Average profit: 513.26M rubles
95% confidence interval: 108.07M, 928.57M million rubles
Probability of losses is less than 0.025 and is 0.01


(513256698.9172609, 108066895.23396212, 928574439.2324963, 0.006)

In [24]:
# results for data3
risks_and_profits(target_valid_3, predicted_valid_3)

Average profit: 381.12M rubles
95% confidence interval: -142.8M, 893.38M million rubles
Probability of losses is greater than 0.025 and is 0.07


(381120359.57590145, -142800630.08786878, 893380565.7504003, 0.074)

Region 2 appears to be the best choice for development both in terms of potential average profit (510.77 million rubles) and the probability of losses (0.01). Moreover, its confidence interval is narrower compared to other regions.

**Summary:**

During the preliminary analysis, it was found that the second dataset exhibits a very strong correlation between the target feature and the feature f2. Thanks to this property, the RMSE metric of the linear regression model turned out to be the best for the second region. However, according to the prediction results, the average oil reserves are higher in the first (92.59 thousand barrels) and third regions (95.09 thousand barrels).

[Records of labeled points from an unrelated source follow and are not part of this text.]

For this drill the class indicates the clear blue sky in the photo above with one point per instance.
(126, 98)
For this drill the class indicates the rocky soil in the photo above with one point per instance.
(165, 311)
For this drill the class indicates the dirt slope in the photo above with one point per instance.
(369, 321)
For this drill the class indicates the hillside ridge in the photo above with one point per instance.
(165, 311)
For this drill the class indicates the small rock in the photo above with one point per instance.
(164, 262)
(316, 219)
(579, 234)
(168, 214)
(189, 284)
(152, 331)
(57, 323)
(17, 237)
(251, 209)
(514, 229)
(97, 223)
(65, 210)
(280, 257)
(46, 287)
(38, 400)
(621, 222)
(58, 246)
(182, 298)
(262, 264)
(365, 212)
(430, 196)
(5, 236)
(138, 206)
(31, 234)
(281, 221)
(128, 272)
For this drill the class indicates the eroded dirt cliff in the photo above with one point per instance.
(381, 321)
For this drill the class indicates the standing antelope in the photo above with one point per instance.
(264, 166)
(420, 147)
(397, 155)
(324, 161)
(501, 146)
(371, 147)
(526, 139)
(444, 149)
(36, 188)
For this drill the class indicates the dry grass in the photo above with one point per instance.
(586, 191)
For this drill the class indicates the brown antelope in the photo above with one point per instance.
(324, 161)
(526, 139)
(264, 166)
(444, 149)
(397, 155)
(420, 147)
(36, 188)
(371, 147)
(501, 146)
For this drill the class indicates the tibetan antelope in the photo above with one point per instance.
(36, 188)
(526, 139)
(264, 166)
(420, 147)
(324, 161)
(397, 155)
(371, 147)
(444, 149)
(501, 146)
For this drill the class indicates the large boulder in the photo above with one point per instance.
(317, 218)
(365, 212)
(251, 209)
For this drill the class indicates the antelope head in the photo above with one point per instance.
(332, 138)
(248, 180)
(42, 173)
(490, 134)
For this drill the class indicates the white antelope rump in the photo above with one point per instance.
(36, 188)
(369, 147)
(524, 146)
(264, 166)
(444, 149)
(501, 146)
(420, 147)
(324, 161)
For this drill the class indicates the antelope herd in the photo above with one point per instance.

It was determined that the sufficient oil volume for a break-even development of a new well is 111.11 barrels. In all three regions, the average oil reserves in the old wells are less than 111.11 barrels: 93, 69, and 95 thousand barrels, respectively.

The potential average profits and risks, calculated using the bootstrap technique, are distributed as follows: 423.9 million rubles and 0.05% for the first region, 513.26 million rubles and 0.01% for the second region, 381.12 million rubles and 0.07% for the third region.

The only region where the probability of losses is less than 2.5% is the second region. Therefore, it is recommended to drill a new well in this region.